Contrairement à une idée reçue, quand ce milieu social se retrouve confronté à la guerre, c'est surtout pour choisir la Résistance. Roland de Neuville fonde le réseau « Espoir » et il accepte difficilement de reconnaître l'autorité du BCRA, malheureusement son réseau tombe en 1943. Tout en découvrant sa judéité et ce qu'elle implique alors, Wiso rejoint « Patrie et Liberté » puis un maquis dans les Alpes où il trouve la mort face aux miliciens. Enfin Eric de Spam se hisse parmi les dirigeants gaullistes à Alger. Mais celui qui fut leur ami, Pierre Lenhart a choisi l'autre camp. Le parcours que Jean-Marie Rouart décrit est celui d'un brillant élément qui a fréquenté les camelots du roi puis le PPF de Doriot avant de devenir l'homme de confiance du Comité des forges. C'est ainsi qu'il devient ministre à Vichy dans l'équipe de Darlan. Mais Antonia ne supporte pas « les boches » et quand le vent tourne, Laval succédant à Darlan, il tente de rejoindre la France Libre au Maroc.
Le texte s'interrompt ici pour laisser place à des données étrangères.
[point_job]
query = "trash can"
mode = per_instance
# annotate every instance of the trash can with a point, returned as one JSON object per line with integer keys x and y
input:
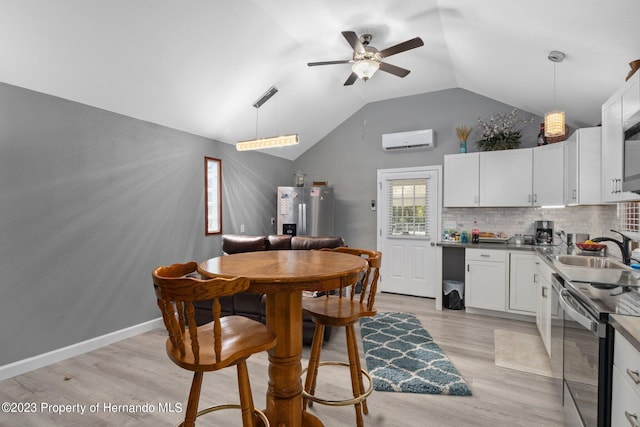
{"x": 453, "y": 294}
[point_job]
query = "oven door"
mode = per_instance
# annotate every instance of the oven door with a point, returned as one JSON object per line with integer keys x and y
{"x": 557, "y": 336}
{"x": 582, "y": 361}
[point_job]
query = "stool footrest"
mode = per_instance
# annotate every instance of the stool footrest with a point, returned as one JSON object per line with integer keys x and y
{"x": 345, "y": 402}
{"x": 258, "y": 412}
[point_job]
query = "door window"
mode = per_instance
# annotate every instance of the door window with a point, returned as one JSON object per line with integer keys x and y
{"x": 408, "y": 207}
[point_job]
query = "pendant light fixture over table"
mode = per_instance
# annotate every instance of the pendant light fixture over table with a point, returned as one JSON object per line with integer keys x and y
{"x": 554, "y": 121}
{"x": 270, "y": 142}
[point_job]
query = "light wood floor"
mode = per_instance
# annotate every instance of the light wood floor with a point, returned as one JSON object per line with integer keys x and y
{"x": 137, "y": 371}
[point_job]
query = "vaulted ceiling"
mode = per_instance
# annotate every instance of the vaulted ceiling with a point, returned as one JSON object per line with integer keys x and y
{"x": 199, "y": 65}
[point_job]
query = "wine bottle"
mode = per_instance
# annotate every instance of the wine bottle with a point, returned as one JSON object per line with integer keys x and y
{"x": 542, "y": 140}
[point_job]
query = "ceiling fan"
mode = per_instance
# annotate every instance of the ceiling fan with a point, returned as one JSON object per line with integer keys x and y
{"x": 367, "y": 59}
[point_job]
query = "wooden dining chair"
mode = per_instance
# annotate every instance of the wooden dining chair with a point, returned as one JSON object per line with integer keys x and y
{"x": 343, "y": 308}
{"x": 224, "y": 342}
Les autorités gaullistes l'arrêtent, le jugent à Alger, et le condamnent à mort pour trahison et crimes de collaboration. Son exécution capitale sert de prologue au roman. Il est évident que le personnage de Pierre Lenhart est la copie conforme de Pierre Pucheu, ancien ministre de Pétain fusillé à Alger en 1944.

 

En somme, un agréable roman psychologique et léger qui se transforme progressivement en roman historique sur un solide fond de tragédie nationale.

 

 

Jean-Marie Rouart. Avant-guerre. Grasset, 1983. Livre de Poche, 380 pages.